As many as 70% of Recife’s inhabitants contracted Zika in 2015 and 2016, according to Pedro Pires, an obstetrician-gynaecologist who specializes in Zika. However, that high rate of infection likely prevented a revival of the epidemic in recent months because most of the population has become immune. It’s now a year since a global health emergency was declared. By mid-2016, the number of reported cases of microcephaly in Brazil had fallen to about 100 per week, compared to the highest reported number of 640 cases in mid-November 2015. But it is still around 100 a week.

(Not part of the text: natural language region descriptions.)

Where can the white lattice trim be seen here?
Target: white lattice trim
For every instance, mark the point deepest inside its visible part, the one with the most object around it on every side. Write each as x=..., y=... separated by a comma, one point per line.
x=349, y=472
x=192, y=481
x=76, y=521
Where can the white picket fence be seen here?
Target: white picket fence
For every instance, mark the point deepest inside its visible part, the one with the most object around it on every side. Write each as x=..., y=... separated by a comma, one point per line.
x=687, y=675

Public spraying of mosquitoes was being carried out widely. Genetic research to make the carrier mosquito unable to multiply was started and research on an anti-virus was also begun. Then it became clear over the course of 2016 that 75% of the cases of seriously affected newborns reported by October 2016 were mainly restricted to the northeast region of Brazil. Moreover, of the 2,600 microcephaly cases reported across the Americas as of 26 January 2017, 2,400 were in Brazil.
Meanwhile, in 2016, the birth rate among the more affluent population of the state dropped by as much as 45%, while state-wide it fell by 7%. Other causes of the syndrome in infants, that may have interacted with Zika, are still being sought.